Condividere “Cicatrice”
«Sono davvero emozionata, le prossime due canzoni sono state molto importanti», ha sottolineato Clara presentando “Boulevard”, vincitrice di Sanremo Giovani e dedicata alla madre, e soprattutto “Cicatrice”, primo singolo ma anche banco di prova nell’esporsi diffondendo le proprie creazioni; al momento di comporla «ero molto triste e arrabbiata. Ma quando l’ho condivisa, il giorno dopo ho ricevuto da mio padre un messaggio bellissimo. Scrivere e cantare mi aiutato moltissimo». L’ingresso in scena, avvenuto su note di piano con campionamenti di “Origami all’alba” e accolto dall’ovazione dei presenti, ha visto come primi pezzi “Ragazzi fuori” e “Ammirerò”.

La platea
Tra il pubblico erano presenti genitori, parenti e amici della cantante nonché le ex professoresse e il sindaco di Travedona Monate: «Siamo molto orgogliosi – queste le parole di Angelo Fiombo – siamo sempre stati sostenitori di Clara, che è una cara amica di famiglia».

Con la platea il gioco in parti divise «Varese, chiedo un urlo più forte», lettura di cartelloni, invio di saluti e auguri di compleanno e il coro sul brano portato all’ultimo Festival di Sanremo, innescato da «d’estate siamo tutti “Diamanti grezzi” strafighi». Al fianco della musicista due «super ballerine» per “C’est la vie” e “Soldi, amore” che ha sancito l’arrivo a ridosso del palco degli spettatori per accompagnare battendo le mani. Quindi “Storie di rose appassite” e “Sogni di carta”: «Due canzoni scritte perché mi sentivo sola. Ma spero vi facciano sentire meno soli».

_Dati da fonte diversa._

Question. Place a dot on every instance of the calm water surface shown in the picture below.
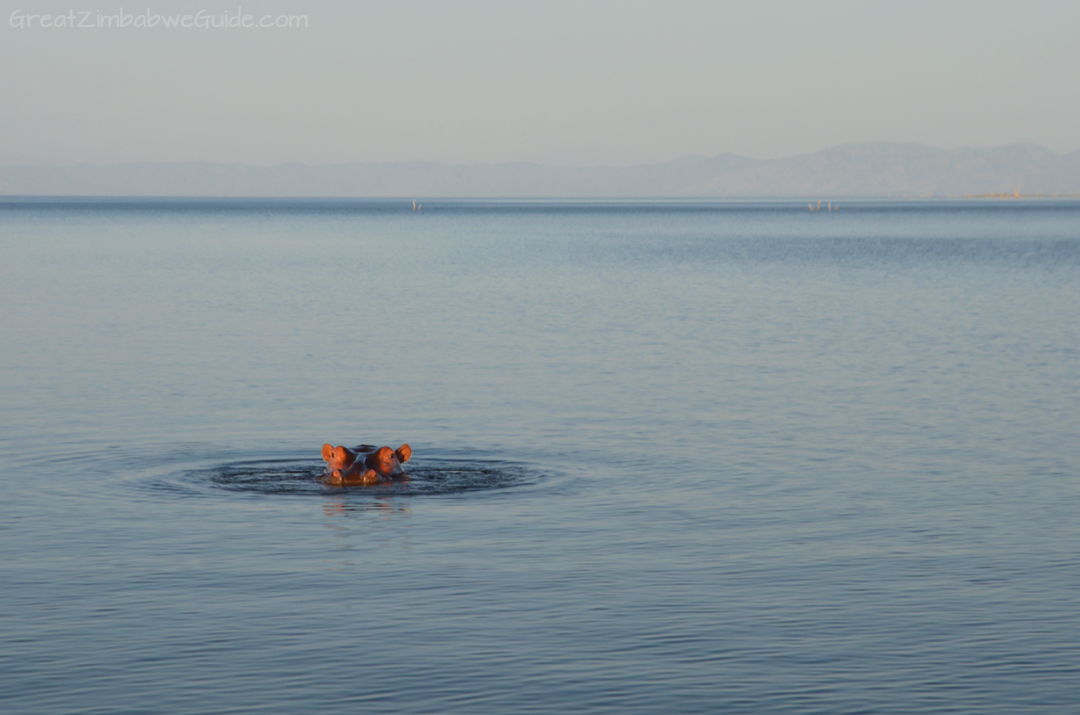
(669, 457)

Mare Fuori, Mr. Rain e Icy Subzero
Non poteva mancare il brano rubato di Mare Fuori. «La prossima fa: “A dire il vero…”», ha accennato la Giulia-Crazy J della popolare serie tv, cantando a cappella con le persone lì raccolte le prime strofe di “Origami all’alba”. «Grazie, è bellissimo essere qui, voglio sentire davvero tanto casino», è stato l’invito ad applaudire la band del Primo Tour, poi di nuovo sul palco per un bis: «Siccome sono nella mia città vorrei richiamarla un’ultima volta per “Diamanti grezzi”». Dal 27 luglio Clara sarà madrina del Magna Græcia Film Festival; il saluto al “Varese Summer” è stato con due duetti, “Un milione di notti” – «porto qui una canzone senza Mattia, cioé Mr. Rain» – e il singolo realizzato insieme ad Icy Subzero. Con un gioco di botta e risposta finale: «Quando dico “Ghetto” voi dite “Love”, quando dico “Clara” voi dite “Icy”».

Il saluto di Umberto Tozzi tra sold out, meraviglia e il coro di Varese per “Tu”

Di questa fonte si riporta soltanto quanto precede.